Within these data, by 15 months, 68.5% of children in 2024 received at least one measles vaccine dose, which is still within the CDC recommended window. This rate has decreased almost 10 percentage points since the 2020 rate of 77.2%. These data complement the CDC reports and suggest that although most children receive a first-time vaccine prior to 13 months, a substantial number receive a first-time vaccine after, but still within the guidelines.

Children living in both rural and urban locations followed similar trends; however, across the study period on average 75.0% of children in urban areas received one measles vaccine by 15 months, compared to 65.5% of children in rural areas. This means for 20 children living in an urban environment, about 15 would have received a first-time vaccine by 15 months, while for 20 children living in a rural environment, only 13 would have received a first-time vaccine prior to 15 months.

Late first-time vaccine dose (prior to 24 months)
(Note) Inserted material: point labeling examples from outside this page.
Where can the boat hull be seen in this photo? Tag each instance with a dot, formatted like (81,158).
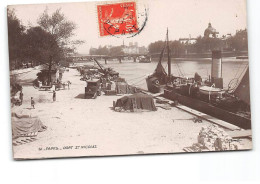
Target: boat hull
(209,109)
(152,87)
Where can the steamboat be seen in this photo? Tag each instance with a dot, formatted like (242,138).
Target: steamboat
(231,105)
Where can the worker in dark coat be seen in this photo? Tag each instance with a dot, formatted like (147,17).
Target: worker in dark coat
(54,96)
(21,97)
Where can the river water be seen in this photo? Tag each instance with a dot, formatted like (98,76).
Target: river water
(135,73)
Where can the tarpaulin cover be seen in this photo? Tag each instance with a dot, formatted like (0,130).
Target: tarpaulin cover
(121,88)
(24,125)
(143,101)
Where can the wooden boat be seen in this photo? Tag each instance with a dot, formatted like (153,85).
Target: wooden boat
(143,59)
(232,107)
(158,80)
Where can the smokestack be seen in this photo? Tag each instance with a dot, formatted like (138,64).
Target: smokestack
(216,69)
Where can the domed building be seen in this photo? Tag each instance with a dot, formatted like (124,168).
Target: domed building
(210,32)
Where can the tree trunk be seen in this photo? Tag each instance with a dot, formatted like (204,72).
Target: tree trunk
(49,71)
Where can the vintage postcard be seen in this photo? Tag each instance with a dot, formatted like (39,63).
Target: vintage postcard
(129,78)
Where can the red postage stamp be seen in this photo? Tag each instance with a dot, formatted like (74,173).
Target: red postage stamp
(117,19)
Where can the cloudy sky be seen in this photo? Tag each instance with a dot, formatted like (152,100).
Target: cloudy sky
(182,17)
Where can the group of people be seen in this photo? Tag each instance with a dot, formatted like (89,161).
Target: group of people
(21,96)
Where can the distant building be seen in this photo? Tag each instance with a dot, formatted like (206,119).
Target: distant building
(210,32)
(134,49)
(187,41)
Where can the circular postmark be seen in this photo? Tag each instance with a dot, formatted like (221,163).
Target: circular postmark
(121,19)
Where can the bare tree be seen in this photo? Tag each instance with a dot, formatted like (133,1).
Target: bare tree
(62,30)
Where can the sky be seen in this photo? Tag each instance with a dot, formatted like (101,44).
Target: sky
(182,17)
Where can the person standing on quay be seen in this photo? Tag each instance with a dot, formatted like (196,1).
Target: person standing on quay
(54,95)
(21,97)
(32,103)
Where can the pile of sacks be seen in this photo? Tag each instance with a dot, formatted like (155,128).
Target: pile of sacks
(214,138)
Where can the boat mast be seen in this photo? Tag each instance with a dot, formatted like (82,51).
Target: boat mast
(168,53)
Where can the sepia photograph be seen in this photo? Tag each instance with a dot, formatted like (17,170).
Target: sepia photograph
(133,77)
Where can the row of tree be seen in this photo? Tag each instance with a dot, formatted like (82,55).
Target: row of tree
(111,51)
(47,43)
(238,42)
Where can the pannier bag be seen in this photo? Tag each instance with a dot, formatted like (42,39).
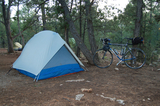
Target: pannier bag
(137,40)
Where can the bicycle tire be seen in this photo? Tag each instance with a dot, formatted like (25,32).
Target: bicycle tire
(103,59)
(138,61)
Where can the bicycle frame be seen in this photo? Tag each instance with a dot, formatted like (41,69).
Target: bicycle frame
(122,58)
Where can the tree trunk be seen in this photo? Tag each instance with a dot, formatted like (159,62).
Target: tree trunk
(75,34)
(138,18)
(6,17)
(90,26)
(80,31)
(43,16)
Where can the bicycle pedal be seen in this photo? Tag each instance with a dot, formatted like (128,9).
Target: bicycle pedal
(118,62)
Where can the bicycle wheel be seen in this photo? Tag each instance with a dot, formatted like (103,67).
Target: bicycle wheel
(135,58)
(102,59)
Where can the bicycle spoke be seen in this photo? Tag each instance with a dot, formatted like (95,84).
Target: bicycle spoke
(135,58)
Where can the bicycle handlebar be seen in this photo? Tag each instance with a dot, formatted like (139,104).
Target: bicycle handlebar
(106,40)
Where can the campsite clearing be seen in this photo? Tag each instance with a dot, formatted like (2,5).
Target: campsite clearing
(110,87)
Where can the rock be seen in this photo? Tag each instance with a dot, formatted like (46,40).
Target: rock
(86,90)
(117,69)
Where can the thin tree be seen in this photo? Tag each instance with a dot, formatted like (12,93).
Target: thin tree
(6,18)
(138,18)
(75,34)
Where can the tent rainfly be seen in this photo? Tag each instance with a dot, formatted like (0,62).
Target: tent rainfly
(47,55)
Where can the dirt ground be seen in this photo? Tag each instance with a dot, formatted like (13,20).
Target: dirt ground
(110,87)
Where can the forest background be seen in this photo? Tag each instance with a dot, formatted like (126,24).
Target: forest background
(81,23)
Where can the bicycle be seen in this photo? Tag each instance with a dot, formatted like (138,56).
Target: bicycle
(133,58)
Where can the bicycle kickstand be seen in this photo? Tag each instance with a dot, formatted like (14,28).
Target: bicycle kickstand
(118,62)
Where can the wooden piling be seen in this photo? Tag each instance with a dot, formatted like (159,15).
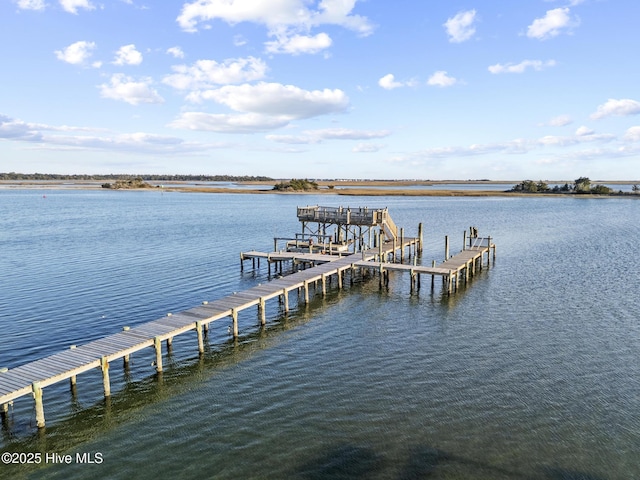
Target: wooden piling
(157,343)
(104,365)
(263,311)
(234,316)
(37,397)
(200,336)
(72,379)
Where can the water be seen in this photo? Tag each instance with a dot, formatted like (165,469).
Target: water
(530,371)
561,549 children were included in the subsequent analysis. The average annual rate of vaccination for children by 23 months increased from 90.2% in 2018 to 92.4% in 2020, before decreasing to 84.9% in 2024. This means that for every 100 children, almost eight fewer children received a first-time measles vaccine in 2024 compared to 2020. The yearly unadjusted rates we present are similar to CDC NIS-Child results at 19 months (through birth year 2021).